Polaroid cameras may no longer be as ubiquitous as they once were, but there’s still interest in instant photography, especially among the younger generations who are discovering the analog medium’s fun appeal. Fujifilm tells us that its Instax products continue to sell well; the Impossible Project is keeping old-school Polaroid alive; an in-the-works gadget, Prynt, puts instant film printing into a smartphone case; and even the new Polaroid is creating new instant film products, like the Socialmatic. The problem with instant photography is that prints are costly. As an alternative, one inventor is creating an instant photo printer that uses the same paper that restaurants use for your bill.
The camera, called the PrintSnap, still a prototype, uses simple, inexpensive thermal receipt paper – identical to the paper used in cash registers, as oppose to pricey instant film. You also don’t have to replace any inks. Unfortunately, what you gain in cost-savings, you lose in color – the PrintSnap makes only lo-fi, 640 x 384-resolution black and white prints. But its simplicity is the whole point: “You never need to feel shutter anxiety again,” its creator, Michael Ciuffo, pitches on the website, because the low cost of thermal receipt paper makes each print cost $0.003. It proudly boasts that “for the price of eight Polaroid 600-type images, you can print over 8,000 PrintSnap pictures.” The video shows different ways you can “edit” the photos (albeit it’s a bit cheeky).
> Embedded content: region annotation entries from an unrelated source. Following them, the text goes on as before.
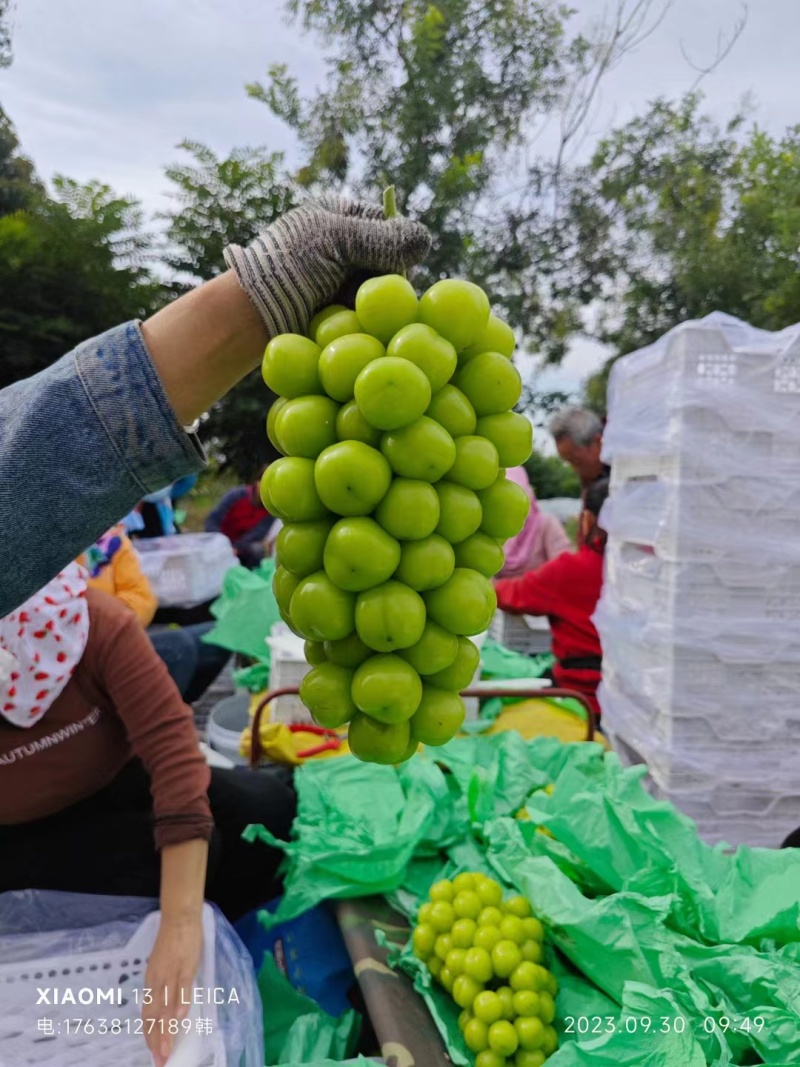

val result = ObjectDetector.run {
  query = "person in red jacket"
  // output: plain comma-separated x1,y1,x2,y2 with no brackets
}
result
495,478,608,715
205,464,275,569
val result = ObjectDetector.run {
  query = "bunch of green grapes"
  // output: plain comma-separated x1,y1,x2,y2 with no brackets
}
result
413,873,558,1067
261,274,532,763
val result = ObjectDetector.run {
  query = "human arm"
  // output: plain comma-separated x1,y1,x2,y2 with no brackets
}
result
0,200,430,616
203,485,243,534
109,537,158,626
89,590,213,1067
142,838,208,1067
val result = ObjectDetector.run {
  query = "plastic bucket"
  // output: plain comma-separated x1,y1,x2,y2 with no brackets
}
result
208,692,250,766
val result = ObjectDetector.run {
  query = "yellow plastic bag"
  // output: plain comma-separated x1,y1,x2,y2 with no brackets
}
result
239,692,350,767
486,699,609,748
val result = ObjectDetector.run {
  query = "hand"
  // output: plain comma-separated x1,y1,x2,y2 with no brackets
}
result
225,196,431,337
142,914,203,1067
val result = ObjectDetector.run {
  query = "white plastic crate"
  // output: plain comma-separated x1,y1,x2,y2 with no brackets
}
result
598,674,800,789
135,534,241,607
489,610,551,656
267,623,314,726
606,541,800,633
603,473,800,568
595,609,800,740
0,905,227,1067
604,723,800,848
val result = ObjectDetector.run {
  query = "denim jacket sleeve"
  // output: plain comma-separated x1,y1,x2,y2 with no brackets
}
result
0,322,205,617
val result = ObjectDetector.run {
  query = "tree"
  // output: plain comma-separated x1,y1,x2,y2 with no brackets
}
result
163,141,294,282
0,0,13,68
247,0,669,361
164,141,294,479
0,107,42,218
525,451,581,500
572,95,800,410
0,172,160,388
The camera holds up to 50 feet of receipt paper, which has a 150-picture limit; each picture measures 3 x 1.75 inches. In its current form, it is not the most portable thing in the world – about the size of a portable speaker or a small shoe (3.25 x6.75 x3 inches). It does happen to be relatively light, though, at 1.45 pounds. The pictures print on the spot, but take roughly 30 seconds to do so.
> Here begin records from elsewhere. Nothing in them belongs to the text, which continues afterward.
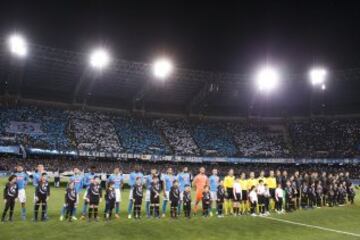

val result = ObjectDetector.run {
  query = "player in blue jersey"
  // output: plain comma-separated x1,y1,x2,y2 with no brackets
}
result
209,168,220,216
128,165,144,219
32,164,45,188
15,165,29,220
107,167,124,218
60,167,84,221
81,166,96,219
145,168,159,218
161,168,176,217
177,167,191,216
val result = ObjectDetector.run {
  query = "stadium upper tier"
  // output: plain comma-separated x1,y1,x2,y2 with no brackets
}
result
0,107,360,158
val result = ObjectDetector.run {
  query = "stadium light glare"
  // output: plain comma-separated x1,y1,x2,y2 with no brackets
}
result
8,34,28,58
256,67,280,92
90,48,110,70
321,83,326,91
153,58,174,79
310,68,327,88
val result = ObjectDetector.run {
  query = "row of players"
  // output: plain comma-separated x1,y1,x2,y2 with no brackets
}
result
2,165,355,221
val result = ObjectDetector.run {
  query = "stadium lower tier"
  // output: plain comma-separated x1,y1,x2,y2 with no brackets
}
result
0,106,360,158
0,157,360,179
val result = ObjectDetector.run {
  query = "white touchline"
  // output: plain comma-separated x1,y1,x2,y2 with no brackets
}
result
263,217,360,238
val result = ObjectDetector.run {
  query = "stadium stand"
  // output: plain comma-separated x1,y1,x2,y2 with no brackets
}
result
193,121,237,156
69,111,122,152
0,107,74,150
113,116,171,154
0,106,360,158
227,122,289,157
289,118,360,157
155,119,200,156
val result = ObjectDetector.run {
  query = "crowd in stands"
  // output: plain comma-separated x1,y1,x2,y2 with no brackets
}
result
113,116,171,154
289,119,360,158
0,107,74,150
0,106,360,158
69,111,122,153
228,122,289,157
0,157,360,179
155,119,200,156
192,121,237,156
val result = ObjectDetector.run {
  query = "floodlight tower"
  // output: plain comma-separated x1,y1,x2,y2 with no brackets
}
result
153,58,174,80
256,66,280,93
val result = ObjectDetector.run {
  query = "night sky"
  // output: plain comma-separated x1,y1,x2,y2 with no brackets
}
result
0,0,360,73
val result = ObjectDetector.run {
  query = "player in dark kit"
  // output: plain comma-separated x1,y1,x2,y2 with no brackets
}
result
34,173,50,221
86,176,102,222
105,182,116,221
65,181,77,222
169,180,180,218
133,177,144,219
150,176,161,218
216,181,225,218
183,185,191,218
1,175,18,222
202,185,211,217
284,181,295,212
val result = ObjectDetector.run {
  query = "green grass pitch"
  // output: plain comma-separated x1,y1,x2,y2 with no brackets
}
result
0,179,360,240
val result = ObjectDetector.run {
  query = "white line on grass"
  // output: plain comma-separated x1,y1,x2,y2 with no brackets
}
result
264,217,360,237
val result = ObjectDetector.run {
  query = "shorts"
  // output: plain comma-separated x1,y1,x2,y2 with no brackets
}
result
134,197,142,206
129,187,134,200
74,193,80,206
115,188,121,202
258,195,265,205
210,192,217,201
180,191,184,202
145,189,151,202
195,191,202,202
233,193,241,202
89,196,100,205
150,194,160,204
163,191,170,201
18,189,26,203
241,190,248,201
269,188,275,199
83,190,87,200
225,188,234,200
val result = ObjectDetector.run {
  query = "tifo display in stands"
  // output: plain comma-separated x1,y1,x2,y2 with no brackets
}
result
0,106,360,158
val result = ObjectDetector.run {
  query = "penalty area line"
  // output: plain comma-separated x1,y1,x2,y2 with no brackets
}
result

The PrintSnap uses a rechargeable battery, but given the low energy needed it can take hundreds of pictures on a single charge, the site claims. Replacing the thermal paper is all you need to worry about in the short-term.
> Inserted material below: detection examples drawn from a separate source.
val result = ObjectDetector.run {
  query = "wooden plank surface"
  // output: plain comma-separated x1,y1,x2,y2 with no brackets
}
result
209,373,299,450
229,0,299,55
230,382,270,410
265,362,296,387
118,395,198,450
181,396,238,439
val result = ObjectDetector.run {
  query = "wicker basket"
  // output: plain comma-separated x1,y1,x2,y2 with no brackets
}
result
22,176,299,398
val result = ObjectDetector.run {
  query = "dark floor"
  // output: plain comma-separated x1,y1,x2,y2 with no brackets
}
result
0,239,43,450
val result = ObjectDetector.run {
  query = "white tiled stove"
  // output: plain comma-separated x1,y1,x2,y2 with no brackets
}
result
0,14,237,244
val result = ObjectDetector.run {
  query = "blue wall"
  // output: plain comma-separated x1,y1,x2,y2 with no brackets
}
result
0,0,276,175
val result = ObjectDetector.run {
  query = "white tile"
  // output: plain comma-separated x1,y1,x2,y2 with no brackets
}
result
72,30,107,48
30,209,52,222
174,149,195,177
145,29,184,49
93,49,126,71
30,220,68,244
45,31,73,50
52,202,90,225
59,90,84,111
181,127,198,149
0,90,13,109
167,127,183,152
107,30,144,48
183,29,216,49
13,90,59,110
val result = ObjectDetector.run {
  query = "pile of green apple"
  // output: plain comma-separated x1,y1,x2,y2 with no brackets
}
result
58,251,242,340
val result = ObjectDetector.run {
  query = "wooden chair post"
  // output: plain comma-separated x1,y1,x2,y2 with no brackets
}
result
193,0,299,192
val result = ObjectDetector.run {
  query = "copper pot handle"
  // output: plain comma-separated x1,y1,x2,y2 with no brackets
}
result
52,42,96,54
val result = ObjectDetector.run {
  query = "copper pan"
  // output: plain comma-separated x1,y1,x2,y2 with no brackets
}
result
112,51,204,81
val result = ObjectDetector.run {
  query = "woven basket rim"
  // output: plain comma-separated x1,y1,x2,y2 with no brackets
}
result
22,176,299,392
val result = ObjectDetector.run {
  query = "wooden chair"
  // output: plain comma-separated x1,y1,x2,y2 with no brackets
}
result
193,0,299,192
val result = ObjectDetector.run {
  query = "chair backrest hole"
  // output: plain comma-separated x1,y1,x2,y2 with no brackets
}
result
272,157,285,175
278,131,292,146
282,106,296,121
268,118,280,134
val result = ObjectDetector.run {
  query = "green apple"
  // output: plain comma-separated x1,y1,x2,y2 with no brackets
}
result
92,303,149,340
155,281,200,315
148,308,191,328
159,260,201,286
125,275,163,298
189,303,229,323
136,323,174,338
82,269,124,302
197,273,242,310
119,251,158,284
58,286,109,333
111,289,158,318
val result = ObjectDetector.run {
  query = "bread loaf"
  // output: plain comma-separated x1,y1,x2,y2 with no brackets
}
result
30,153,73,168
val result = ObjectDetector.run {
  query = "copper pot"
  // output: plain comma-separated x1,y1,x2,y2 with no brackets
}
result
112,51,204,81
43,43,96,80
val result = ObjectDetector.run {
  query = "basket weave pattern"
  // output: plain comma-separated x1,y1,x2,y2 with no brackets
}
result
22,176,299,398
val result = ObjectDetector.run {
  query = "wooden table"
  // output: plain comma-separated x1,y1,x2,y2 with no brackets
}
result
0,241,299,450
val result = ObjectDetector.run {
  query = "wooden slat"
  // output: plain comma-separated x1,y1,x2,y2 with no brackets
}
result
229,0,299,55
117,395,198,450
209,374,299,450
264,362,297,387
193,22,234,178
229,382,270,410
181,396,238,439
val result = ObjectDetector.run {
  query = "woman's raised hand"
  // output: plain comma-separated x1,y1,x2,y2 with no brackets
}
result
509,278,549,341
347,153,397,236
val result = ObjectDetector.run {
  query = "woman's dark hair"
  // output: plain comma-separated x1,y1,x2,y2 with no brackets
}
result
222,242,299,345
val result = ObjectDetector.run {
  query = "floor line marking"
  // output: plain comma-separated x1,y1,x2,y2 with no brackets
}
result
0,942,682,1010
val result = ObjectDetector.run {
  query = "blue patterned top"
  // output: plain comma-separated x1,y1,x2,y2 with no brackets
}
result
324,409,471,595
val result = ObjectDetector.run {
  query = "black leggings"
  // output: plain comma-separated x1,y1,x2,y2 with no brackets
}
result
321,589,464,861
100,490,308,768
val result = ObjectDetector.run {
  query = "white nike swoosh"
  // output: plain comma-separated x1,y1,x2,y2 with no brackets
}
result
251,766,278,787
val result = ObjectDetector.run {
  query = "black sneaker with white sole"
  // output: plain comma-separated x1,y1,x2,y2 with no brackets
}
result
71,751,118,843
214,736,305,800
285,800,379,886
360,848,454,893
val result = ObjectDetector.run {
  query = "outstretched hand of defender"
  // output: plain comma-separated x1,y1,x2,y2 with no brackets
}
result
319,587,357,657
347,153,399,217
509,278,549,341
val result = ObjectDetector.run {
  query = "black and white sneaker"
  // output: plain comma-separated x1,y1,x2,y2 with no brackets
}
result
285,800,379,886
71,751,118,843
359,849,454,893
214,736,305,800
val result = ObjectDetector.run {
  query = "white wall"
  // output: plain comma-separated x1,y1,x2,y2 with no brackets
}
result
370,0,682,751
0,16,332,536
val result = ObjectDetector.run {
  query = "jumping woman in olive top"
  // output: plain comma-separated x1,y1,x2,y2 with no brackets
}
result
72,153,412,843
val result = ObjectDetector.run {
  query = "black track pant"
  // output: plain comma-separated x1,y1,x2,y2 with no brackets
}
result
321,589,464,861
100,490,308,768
There is no word on the price as yet, since it’s still in development. Regular models will be made of walnut wood, but they plan on making a cheaper plastic version as well. The most you can do now is subscribe to their newsletter. And if you like, you can read the blog about Ciuffo’s journey from having a vague idea of wanting to do something with thermal paper to the full-blown camera. Of course, there’s no confusing this product for a Polaroid, but it’s all about fun than practicality.